A quiet whisper nags my heart as I frantically tackle Christmas preparations: “What are we doing?!?!”
I’m pushing through, hauling a burden rather than resting in His blessing. It’s a spiritual thing, not a physical one. That’s why it’s unbearable. That’s what makes me question: If all this Christmas craziness is a heavy burden, if it is hard not easy, if it creates madness rather than rest, is it of Christ? After all, He says, “My yoke is easy and my burden is light” (Matthew 11:30).
I wonder if we’ve got it all wrong. If anyone deserves all we have to give, it’s the Lord. Yet, the way it is now, He often gets the least.
HE is Prince of Peace, yet we celebrate with chaos. HE is Mighty God, yet the mighty dollar rules and reigns as we buy decorations, teacher gifts, family gifts, groceries and supplies for parties and meals, costumes for pageants, tickets for Christmas performances, gas for road trips, and so on. HE is Wonderful, yet the hustle and bustle, the buying and receiving, the going and doing covertly diverts our attention from marveling Him. HE is Counselor, yet distractions keep us from receiving His counsel. HE is Everlasting Father, yet we long to please those around us, sometimes forgetting He is to be pleased over all.

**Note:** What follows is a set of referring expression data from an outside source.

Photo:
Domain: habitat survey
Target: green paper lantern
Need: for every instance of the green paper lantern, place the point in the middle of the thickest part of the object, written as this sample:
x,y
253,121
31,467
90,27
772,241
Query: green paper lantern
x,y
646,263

If we’re honest with ourselves, none of these traditions of men are about Jesus, yet we strive to make Christmas about Christ. We agonize over the tragedy of droves of retailers who welcome the financial windfall of Christmas but forbid use of the word. Why do you think it’s so hard? Perhaps it’s because it was never about Christ in the first place.

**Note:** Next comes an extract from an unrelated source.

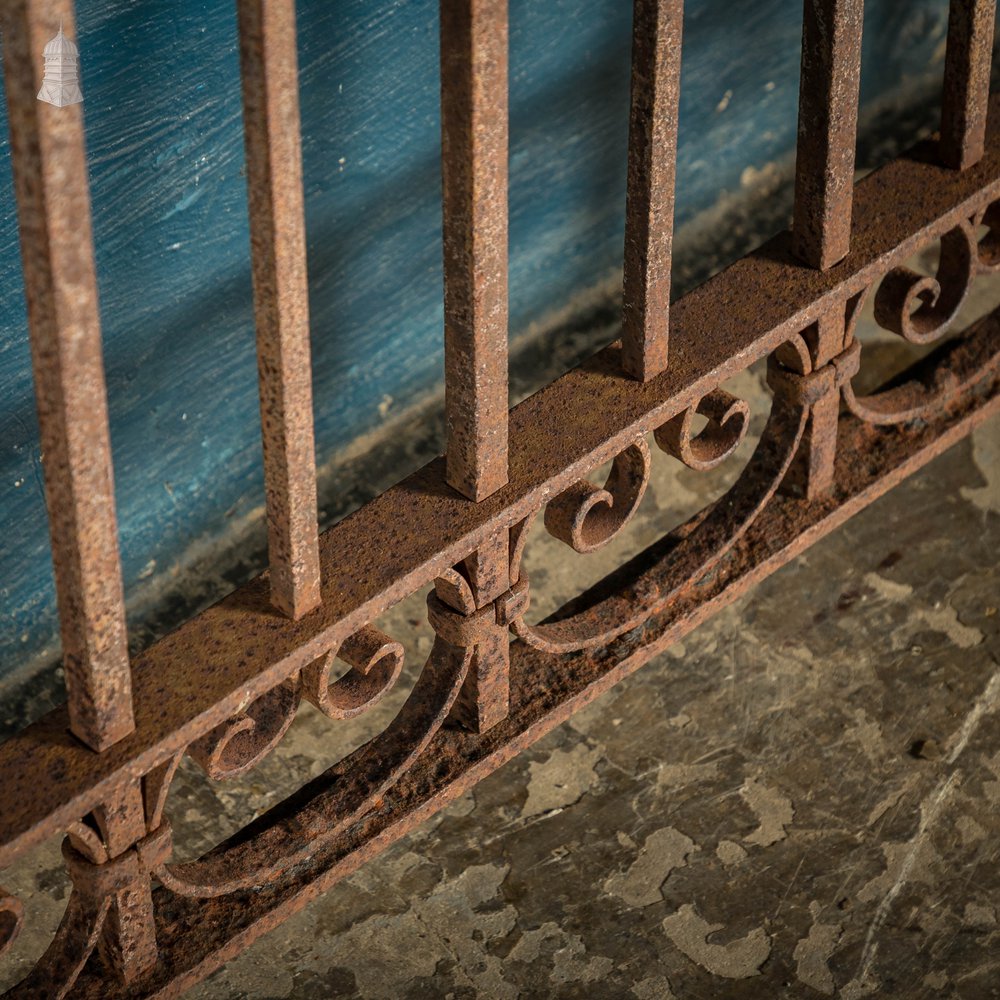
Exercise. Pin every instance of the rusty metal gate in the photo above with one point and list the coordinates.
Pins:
(225, 686)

Research the true origin of Christmas, and you’ll quickly discover its roots as a celebration of the sun, not the Son. I encourage you to do your own research, if you dare. Proceed with caution, however. What you find might challenge your traditions and participation. Here’s just a scratch of the surface.
The date coincides with a pagan sun festival that precedes Christ’s birth, which according to scriptural evidence could not possibly have been in December and was never celebrated by the early church. Emperor Constantine first established it as an official Roman Catholic holiday in 336 AD because parishioners who converted to Christianity continued to participate in the long-standing pagan feast, giving gifts to children and the poor, decorating with lights and greenery, drinking, eating, and being merry. In order to make it Christian, the emperor established December 25 as the birth date of Christ, and so it continues.
Cheapest Christmas costumes is clearly a tradition of man, against which Colossians 2:8 warns: “Beware lest anyone cheat you through philosophy and empty deceit, according to the tradition of men, according to the basic principles of the world, and not according to Christ.”